3D-Printed Makeup Is The Beauty Upgrade You've Been Searching For

by Lauren Sharkey
Originally Published: 
Ani Dimi/Stocksy

Although many brands are now trying to keep up with Rihanna's Fenty Beauty inclusiveness, diversity is an ever-present issue in the cosmetics world. People of colour still struggle to find foundation shades that match their skin tone and rarely see themselves in advertising campaigns. But what if you could take a photo of your skin and use it to create a customised product? What if you could do the same with any colour on the spectrum? Thanks to the invention of 3D-printed makeup, those dreams could become a reality sooner than you think.

In 2014, 30-year-old Grace Choi unveiled the Mink printer (mink being a combination of makeup and ink). Five years later, the first portable 3D makeup printer is finally for sale. The process sounds truly magical. Using the accompanying Mink app, simply find a photo that you like, import it, and then print either the entire image or a specific colour.

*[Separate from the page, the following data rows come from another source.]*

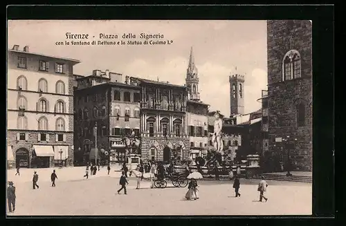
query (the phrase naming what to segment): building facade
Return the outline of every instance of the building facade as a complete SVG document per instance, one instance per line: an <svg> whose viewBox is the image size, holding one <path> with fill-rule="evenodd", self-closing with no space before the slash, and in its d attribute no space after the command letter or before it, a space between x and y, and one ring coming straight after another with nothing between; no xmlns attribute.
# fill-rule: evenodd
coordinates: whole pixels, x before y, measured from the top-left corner
<svg viewBox="0 0 346 226"><path fill-rule="evenodd" d="M8 51L8 151L21 167L73 164L73 73L80 62Z"/></svg>
<svg viewBox="0 0 346 226"><path fill-rule="evenodd" d="M95 160L121 164L130 153L140 154L137 148L127 149L122 138L132 133L139 138L140 88L128 79L121 82L122 76L95 70L77 79L75 145L83 164Z"/></svg>
<svg viewBox="0 0 346 226"><path fill-rule="evenodd" d="M141 88L140 149L143 160L170 162L190 158L185 86L131 77Z"/></svg>
<svg viewBox="0 0 346 226"><path fill-rule="evenodd" d="M312 24L267 21L269 151L312 170Z"/></svg>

After just 15 seconds, the printer will work its magic, leaving you with a square makeup sheet printed with your chosen shade. The device can print 16.7 million hues, so you can have an eyeshadow, blush, or brow powder in any colour in the world. (Choi previously told Forbes lipsticks, lip glosses, and nail polishes would also be an option along with foundations in the future, but it seems only powder-type products are currently available.)

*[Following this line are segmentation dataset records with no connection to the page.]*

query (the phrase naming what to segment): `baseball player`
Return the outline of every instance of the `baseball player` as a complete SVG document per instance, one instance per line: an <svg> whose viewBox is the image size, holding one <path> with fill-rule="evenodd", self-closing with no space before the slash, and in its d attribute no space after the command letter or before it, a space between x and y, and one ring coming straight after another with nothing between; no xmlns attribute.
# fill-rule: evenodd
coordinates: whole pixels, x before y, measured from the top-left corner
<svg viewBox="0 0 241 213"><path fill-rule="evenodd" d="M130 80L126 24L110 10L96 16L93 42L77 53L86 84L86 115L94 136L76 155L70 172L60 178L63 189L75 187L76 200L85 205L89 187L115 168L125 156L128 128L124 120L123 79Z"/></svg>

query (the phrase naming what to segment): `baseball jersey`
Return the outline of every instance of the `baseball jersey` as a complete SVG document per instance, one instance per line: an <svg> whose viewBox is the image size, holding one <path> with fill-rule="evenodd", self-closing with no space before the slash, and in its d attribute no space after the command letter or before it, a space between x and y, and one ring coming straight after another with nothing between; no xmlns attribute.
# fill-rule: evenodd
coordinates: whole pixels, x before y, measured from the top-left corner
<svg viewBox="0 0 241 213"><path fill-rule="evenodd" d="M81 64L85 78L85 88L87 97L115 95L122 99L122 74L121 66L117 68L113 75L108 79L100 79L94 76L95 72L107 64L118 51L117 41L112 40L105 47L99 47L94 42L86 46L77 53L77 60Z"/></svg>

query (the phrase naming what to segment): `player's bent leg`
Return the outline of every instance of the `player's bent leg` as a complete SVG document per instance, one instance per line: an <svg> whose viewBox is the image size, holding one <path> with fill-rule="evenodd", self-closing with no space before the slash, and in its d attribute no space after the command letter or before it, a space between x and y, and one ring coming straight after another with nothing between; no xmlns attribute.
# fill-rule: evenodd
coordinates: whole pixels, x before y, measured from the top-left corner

The makeup sheets do come in a range of finishes, according to Allure, pleasing fans of both the matte and shimmery look. Plus, you can print a quad of shades to create your very own palette. Sheets don't last forever (only around two weeks if protected by a plastic film), but you can always print another.

Unfortunately, Mink is currently only shipping its printer to the U.S. The first batch will arrive in autumn 2020, but can be pre-ordered now for the discounted price of $295 (just over £230). The printer will actually retail for $395 (just over £310).

The term "revolutionary" is often used a little too loosely, but Choi's work could well upend the beauty industry. Her main aim, reports Forbes, is to give women the ultimate control by letting them wear whatever they desire.

Commercial sectors like fashion and beauty push the idea of freedom, but still dictate what is available to buy. Unless you're a dab hand at sewing or a cosmetic chemist, you're unlikely to be able to create anything that pops into your head. But a 3D printer changes all that. If the technology proves successful, it will allow for true individuality.

Choi's invention appears to be the only one hitting the market despite several similar announcements. In 2015, a company called Adorn launched a 3D makeup pen that scanned the face to create a perfectly matched foundation shade, reports the Daily Mail. But the company seems to no longer exist.

The same year saw what many thought was an April Fools' joke from skincare brand Foreo. Its digital makeup artist, named Moda, claimed to be able to apply any makeup look (including primer, foundation, eyeshadow, and lipstick) in 30 seconds. According to an Into The Gloss report at the time, the product was real, but there has been no word on it since.

Some have expressed wariness over 3D-printed cosmetics. When the Mink printer was first revealed, a cosmetic chemist told Harper's Bazaar how difficult it would be to make quality ingredients printable. (Mink says all of its ingredients are FDA-approved.) Others wonder how such formulas will really look on a person's skin — especially after hours of wear.

I suppose both fans and naysayers will have to wait until 2020 to find out if this really is the future or just another short-lived fad.